Step Right Up and Win Some Crap!

My nerves are fried, my ears are ringing, and the inside of my purse looks like an Oriental Trading warehouse.

If you’re a parent of school-aged student, you’ve probably already guessed where I’ve been tonight.

Yes, it was our elementary school’s “Fun Night.” What’s “Fun Night,” you ask? Well, imagine it, if you will…

Hundreds of children, adults, and even a newborn baby or two, all crammed into the school at the same time for carnival games, inflatable bounce house and slides, and face painting. Oh, yes, it’s a kid’s dream come true—and a parent’s obligation.

And I’m still trying to get Boys #2 and #3 down from their cotton-candy-and-cake-walk highs. Their voices are 1000 decibels louder than normal, they have settled on bouncing as their main form of transportation, and they keep emitting random screams that are turning me into a very mean mommy. It’s going to be a long night…

In all honestly, though, Fun Night is a well-organized event put on by our school’s PTO. And I probably should’ve felt guilty that I wasn’t one of the PTO Moms running around the school with the walkie-talkies, selling “meal deal” tickets, and solving the crisis of the MIA volunteer from the Ball Toss game. And I didn’t did, I really didn’t did. But, hey, I did my part. I ran Plinko (the homemade version of the classic game from The Price Is Right) for 25 whole minutes—by myself! Whew, it was a tough job, but somebody had to do it!

Highlights of the night:

  • Getting to hold on to two pairs of stinky tennis shoes while the boys competed against each other in the bouncy obstacle course.
  • Finding Boy #1 with his friend and his EX-girlfriend (Yes, this mean mom made them “break up.”) and seeing that he had a rainbow painted on his cheek.
  • Seeing Husband embarrass Boy #1 by giving him a big hug and kiss in front of his friends.
  • Declining the offer of Boy #2’s cotton candy, which had been licked or touched in every 2-inch area.
  • Pointing out to Husband that he had a piece of cotton candy stuck in his chin stubble.
  • Helping Boys #2 and #3 solve that age-old dilemma: plastic sticky hand or lip-shaped whistle? (Thank God the whistle did not find its way to our house.)
  • Yelling at Boy #2 137 times for not watching where he was going and completely running into people.
  • Yelling at Boy #2 74 times for twirling with his arms outstretched right in the middle of a traffic-jammed hallway.
  • Yelling at Boy #2 once for not watching where he was going, running into a girl, and nearly knocking her pizza slice out of her hand.
  • Telling the boys that the punch card was all used up, when in fact there was ONE PUNCH LEFT.

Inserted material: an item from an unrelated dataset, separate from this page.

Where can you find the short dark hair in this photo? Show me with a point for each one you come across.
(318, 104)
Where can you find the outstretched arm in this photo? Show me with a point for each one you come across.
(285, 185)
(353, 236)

And finally, the crash after the high. The boys just fell asleep at 10:19 after being “put to bed” at 8:20.

I think Husband had the right idea. (By the way, did I mention this was his FIRST Fun Night? Somehow he either managed to be coaching or “sick” every year until now. This year, he wasn’t quite quick enough to find a way out of it. I’m sure it helped that I didn’t tell him about it until this afternoon. Heh heh heh…) As we were getting ready to fight the mob in the “Prize Room,” where we got to redeem our tokens for fabulous prizes that would “mysteriously” find themselves in the trash in a few days, we passed a friend and former co-worker of Husband’s.

“Hey, I just want to know which line is for the beer,” he asked her.

“If we found that line,” the friend answered, “I’d be sending Addy back to win Mommy more tokens!”

But I guess it’s not about us parents. *Sigh.* And the boys did feel like they went to Disneyworld. (Yeah, I know—no comparison. But the boys have never actually been there, so they’re clueless.)

Tonight right before they finally succumed to the much-needed sleep, the two youngest boys summed up their experience oh-so eloquently. (Note to self: Introduce boys to the Thesaurus. Mommy’s a writer, for heaven’s sake!)

Boy #3: “Fun Night was so fun.”
Boy #2: “No. Fun Night was the funnest night ever.”

Ahh, the innocence of youth and low expectations.